Why we need better verification for AI-generated code

Most of the code I write these days starts with a prompt. That’s true for a lot of engineers now. Coding agents handle everything from boilerplate to full feature implementations, and they’re getting better at it fast.

The thing nobody talks about enough is what this does to code review. When a human writes code, another human reviews it, and the reviewer has a reasonable shot at catching problems because the code was produced at human speed with human reasoning. When an agent produces 2,000 lines of Kotlin in 90 seconds, the reviewer is just skimming. They check that the structure looks reasonable, the names make sense, and move on. That’s not really review. It’s pattern matching on vibes.

This will only get worse. The efficiency pressure on engineering teams goes in one direction. The agents get faster. The code volume goes up. Careful line-by-line review of agent output will eventually be abandoned because it’s too slow relative to the speed at which agents produce code.

We need something better. We need a way to verify that code from a non-deterministic source (one that produces different output each time, has no formal proof of correctness, and confidently generates plausible-looking code regardless of whether it’s right) actually does what it’s supposed to.

This problem isn’t unique to AI. Humans are non-deterministic coding agents too. We misread specs, we forget edge cases, we write bugs that pass review and live in production for months. The industry built a whole set of tools to deal with this:

  • Linters and rules constrain style and catch surface issues
  • Unit tests verify specific input-output pairs
  • Integration tests check that components work together

These all apply to agent-generated code. But they leave a gap. Unit tests only cover the cases someone thought to write. Integration tests verify high-level flows, not algorithmic invariants. Neither is good at finding bugs that depend on specific combinations of inputs across accumulated state.

Property-based testing fills that gap. You define invariants that should hold for any valid input, then throw hundreds of random inputs at the code and check whether the invariants break. I wrote an introduction to PBT previously that covers the fundamentals. This article is about what happens when you apply PBT to AI-generated algorithmic code in practice.

The case study: a chess tournament scheduling app that I vibe coded, where PBT caught three classes of bugs that neither code review nor manual testing would have found.

Background: the algorithm I didn’t want to write

I’d been wanting to build a chess tournament manager for years. I play in local tournaments, I’ve helped organize a few, and the existing tools are mostly old desktop apps. A mobile app with offline storage and a clean UI would be useful.
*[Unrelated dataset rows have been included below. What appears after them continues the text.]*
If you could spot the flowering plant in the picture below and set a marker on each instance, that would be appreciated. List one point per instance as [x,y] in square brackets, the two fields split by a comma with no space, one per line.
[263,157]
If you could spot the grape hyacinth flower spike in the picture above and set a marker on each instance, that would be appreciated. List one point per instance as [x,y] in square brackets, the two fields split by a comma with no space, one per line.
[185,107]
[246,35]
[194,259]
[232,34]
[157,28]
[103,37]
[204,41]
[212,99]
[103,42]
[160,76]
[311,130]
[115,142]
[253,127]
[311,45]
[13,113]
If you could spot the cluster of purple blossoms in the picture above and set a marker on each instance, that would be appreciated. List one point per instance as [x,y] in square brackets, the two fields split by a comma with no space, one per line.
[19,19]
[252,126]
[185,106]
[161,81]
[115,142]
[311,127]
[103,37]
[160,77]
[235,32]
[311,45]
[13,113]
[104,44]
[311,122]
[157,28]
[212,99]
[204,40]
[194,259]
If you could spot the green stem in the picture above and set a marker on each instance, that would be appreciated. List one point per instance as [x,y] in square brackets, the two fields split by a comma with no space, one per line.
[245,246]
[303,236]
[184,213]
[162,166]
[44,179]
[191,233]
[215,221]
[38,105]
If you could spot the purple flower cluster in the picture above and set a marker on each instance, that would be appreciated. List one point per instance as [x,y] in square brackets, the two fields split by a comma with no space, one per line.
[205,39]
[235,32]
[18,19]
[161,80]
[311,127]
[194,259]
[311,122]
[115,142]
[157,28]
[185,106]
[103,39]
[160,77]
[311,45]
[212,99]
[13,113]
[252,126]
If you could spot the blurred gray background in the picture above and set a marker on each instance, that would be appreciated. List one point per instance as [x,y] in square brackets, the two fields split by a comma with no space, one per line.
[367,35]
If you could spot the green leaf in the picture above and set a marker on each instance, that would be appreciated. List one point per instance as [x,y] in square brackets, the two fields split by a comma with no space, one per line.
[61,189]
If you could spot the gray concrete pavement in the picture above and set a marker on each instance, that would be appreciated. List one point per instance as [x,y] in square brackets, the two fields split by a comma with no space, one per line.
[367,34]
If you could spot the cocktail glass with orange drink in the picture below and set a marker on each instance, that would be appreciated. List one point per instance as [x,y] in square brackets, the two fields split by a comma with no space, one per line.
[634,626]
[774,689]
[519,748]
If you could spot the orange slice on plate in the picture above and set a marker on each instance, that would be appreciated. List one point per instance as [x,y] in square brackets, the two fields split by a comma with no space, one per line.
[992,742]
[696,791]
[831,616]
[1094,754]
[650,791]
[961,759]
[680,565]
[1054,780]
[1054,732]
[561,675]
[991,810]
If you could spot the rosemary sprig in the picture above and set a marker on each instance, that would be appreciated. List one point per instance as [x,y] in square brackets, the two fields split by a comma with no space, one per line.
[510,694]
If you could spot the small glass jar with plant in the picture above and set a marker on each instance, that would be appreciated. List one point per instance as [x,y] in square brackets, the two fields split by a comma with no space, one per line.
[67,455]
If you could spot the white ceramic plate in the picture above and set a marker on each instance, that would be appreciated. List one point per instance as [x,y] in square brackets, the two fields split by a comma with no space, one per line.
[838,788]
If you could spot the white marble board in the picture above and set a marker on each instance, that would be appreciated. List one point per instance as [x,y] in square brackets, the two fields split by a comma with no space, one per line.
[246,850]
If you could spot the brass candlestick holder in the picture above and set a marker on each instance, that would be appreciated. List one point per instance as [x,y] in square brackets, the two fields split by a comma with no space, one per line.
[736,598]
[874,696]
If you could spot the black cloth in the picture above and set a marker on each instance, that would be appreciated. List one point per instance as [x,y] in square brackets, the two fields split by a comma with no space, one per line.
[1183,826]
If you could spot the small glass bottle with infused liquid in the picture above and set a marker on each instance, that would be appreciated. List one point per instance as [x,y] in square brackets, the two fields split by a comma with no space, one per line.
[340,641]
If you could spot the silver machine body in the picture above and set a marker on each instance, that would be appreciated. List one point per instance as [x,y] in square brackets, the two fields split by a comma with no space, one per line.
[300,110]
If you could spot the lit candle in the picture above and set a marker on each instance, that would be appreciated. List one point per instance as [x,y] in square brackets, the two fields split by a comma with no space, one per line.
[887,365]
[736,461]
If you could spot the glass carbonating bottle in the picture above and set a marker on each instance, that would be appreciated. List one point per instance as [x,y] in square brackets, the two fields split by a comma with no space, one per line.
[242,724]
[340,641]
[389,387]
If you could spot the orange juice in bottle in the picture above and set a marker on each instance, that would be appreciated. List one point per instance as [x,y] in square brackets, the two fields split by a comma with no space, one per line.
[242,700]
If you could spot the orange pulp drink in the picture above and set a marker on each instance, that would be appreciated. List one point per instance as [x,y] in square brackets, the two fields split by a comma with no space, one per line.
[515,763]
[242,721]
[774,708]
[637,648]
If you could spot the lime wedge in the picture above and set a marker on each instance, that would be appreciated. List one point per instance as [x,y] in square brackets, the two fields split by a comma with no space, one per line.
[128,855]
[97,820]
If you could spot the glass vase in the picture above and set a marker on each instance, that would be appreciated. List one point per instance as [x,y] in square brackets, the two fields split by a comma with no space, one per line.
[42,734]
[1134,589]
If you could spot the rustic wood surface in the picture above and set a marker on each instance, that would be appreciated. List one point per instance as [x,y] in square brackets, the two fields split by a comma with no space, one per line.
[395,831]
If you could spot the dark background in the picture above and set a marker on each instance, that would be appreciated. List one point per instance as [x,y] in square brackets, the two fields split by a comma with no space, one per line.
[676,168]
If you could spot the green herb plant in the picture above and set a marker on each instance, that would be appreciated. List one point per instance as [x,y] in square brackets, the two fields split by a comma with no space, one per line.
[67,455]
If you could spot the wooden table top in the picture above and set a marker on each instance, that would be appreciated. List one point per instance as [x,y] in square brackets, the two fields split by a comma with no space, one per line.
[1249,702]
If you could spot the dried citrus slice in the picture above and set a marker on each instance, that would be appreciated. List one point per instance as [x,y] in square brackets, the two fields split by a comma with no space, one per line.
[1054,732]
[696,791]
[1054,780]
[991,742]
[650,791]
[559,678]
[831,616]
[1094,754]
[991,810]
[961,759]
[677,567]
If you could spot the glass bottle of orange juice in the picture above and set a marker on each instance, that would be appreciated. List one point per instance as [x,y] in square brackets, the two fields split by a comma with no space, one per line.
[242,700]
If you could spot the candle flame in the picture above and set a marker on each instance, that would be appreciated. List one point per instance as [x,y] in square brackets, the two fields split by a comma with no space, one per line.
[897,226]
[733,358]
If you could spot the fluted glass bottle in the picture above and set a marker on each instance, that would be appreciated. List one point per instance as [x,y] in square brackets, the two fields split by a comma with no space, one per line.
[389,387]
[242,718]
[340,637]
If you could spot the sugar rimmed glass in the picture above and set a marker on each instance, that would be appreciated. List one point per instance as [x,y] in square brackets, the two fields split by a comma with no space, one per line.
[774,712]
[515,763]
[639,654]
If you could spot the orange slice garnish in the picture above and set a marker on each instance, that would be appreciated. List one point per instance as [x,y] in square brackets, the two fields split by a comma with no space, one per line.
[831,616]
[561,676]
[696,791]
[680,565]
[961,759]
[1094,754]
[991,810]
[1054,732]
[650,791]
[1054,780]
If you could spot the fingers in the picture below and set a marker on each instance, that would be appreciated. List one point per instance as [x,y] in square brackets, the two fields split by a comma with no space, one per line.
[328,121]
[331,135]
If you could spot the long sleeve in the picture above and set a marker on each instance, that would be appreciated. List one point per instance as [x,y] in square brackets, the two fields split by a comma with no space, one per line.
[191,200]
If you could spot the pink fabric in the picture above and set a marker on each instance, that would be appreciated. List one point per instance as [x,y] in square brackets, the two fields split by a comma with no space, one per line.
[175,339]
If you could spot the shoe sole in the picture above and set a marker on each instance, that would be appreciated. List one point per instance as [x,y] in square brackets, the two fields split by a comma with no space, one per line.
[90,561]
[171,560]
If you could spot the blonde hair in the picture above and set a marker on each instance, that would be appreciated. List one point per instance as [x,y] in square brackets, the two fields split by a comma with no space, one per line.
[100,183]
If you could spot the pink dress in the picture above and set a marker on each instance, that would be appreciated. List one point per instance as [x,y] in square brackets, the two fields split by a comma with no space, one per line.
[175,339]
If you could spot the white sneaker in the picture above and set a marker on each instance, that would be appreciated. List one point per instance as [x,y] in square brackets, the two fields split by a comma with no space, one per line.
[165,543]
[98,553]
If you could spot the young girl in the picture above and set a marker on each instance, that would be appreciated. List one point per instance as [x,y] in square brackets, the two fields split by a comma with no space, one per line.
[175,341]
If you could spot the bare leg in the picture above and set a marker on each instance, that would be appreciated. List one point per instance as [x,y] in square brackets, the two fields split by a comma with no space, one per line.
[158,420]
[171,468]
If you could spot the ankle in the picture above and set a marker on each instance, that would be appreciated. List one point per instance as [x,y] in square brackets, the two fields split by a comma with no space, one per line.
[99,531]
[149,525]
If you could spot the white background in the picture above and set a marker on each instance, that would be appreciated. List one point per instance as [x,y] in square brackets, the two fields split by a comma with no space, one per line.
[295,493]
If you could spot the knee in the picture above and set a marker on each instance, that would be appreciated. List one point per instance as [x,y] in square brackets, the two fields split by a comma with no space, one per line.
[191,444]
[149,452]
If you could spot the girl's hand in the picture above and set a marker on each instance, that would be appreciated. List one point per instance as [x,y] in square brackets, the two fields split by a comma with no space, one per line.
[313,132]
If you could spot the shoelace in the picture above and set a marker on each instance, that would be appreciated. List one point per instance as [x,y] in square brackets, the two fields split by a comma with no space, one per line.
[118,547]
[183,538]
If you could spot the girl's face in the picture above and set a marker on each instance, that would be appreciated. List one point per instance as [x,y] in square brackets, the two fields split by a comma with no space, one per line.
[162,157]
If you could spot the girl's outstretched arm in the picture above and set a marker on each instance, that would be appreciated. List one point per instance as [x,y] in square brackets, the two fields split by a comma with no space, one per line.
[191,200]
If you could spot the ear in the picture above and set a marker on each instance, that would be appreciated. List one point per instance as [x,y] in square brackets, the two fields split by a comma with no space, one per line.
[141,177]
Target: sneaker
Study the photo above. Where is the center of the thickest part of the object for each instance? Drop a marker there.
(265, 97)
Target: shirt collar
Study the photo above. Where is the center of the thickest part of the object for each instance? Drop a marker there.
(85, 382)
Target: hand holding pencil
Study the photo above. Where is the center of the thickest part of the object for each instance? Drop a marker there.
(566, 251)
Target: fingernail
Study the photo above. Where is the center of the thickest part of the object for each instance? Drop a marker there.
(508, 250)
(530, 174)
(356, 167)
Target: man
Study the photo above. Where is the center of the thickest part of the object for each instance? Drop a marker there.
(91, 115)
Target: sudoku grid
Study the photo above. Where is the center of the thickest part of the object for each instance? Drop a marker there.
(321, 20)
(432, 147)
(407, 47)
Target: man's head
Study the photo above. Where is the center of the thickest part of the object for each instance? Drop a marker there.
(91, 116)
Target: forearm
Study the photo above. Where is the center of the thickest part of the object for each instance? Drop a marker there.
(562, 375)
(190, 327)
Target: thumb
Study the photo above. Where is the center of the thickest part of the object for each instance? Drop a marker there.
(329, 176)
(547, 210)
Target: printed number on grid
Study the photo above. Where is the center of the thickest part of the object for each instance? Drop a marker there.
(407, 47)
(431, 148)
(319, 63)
I never built it because of the pairing algorithm. Swiss-system pairing, done properly per FIDE regulations (handbook section C.04.1), is a constraint satisfaction problem with eight interacting rules:

Rule What it says Hard/Soft
R2 No rematches Hard
R3 Odd player count means exactly one bye Hard
R4 No double byes Hard
R5 Pair players with similar scores Soft
R6 |whites - blacks| ≤ 2 per player Hard
R7 No same colour three times in a row Hard
R8 Give the colour played fewer; if balanced, alternate Soft

The rules interact. A valid matching can become impossible to colour-assign. A bye given to one player can leave the rest unmatchable. The constraint graph changes every round based on accumulated history. Not the kind of thing I wanted to work through on a weekend.

Vibe coding changed the calculus. I could describe the problem and have an agent write the implementation. The question was whether the implementation would actually be correct.

Stage 1: Generating the implementation

The prompt:

Build a chess tournament scheduling android application, it should have options for adding players and their fide id and their rating, these players should be used for scheduling the tournaments. The tournament manager should contain both swiss and round robin system. The UI should be intuitive and easy to use. The database is in sqlite.

The agent produced a complete Android app. Room database, Jetpack Compose UI, navigation, player management, pairing engines for Swiss and Round Robin. The Swiss engine sorted players by score, paired sequentially within score groups, and assigned colours per pair.

The code was clean. Well-structured. Had comments referencing each FIDE rule. If I’d created an 8-player tournament and clicked through a couple of rounds, everything would have looked fine.

Stage 2: Writing properties instead of reviewing code

Instead of reading through the algorithm trying to decide if it was correct, I asked the agent to write property-based tests against the FIDE rules.

The prompt:

Also can you add simulation property based testing to ensure that the Fide rules are enforced for swiss?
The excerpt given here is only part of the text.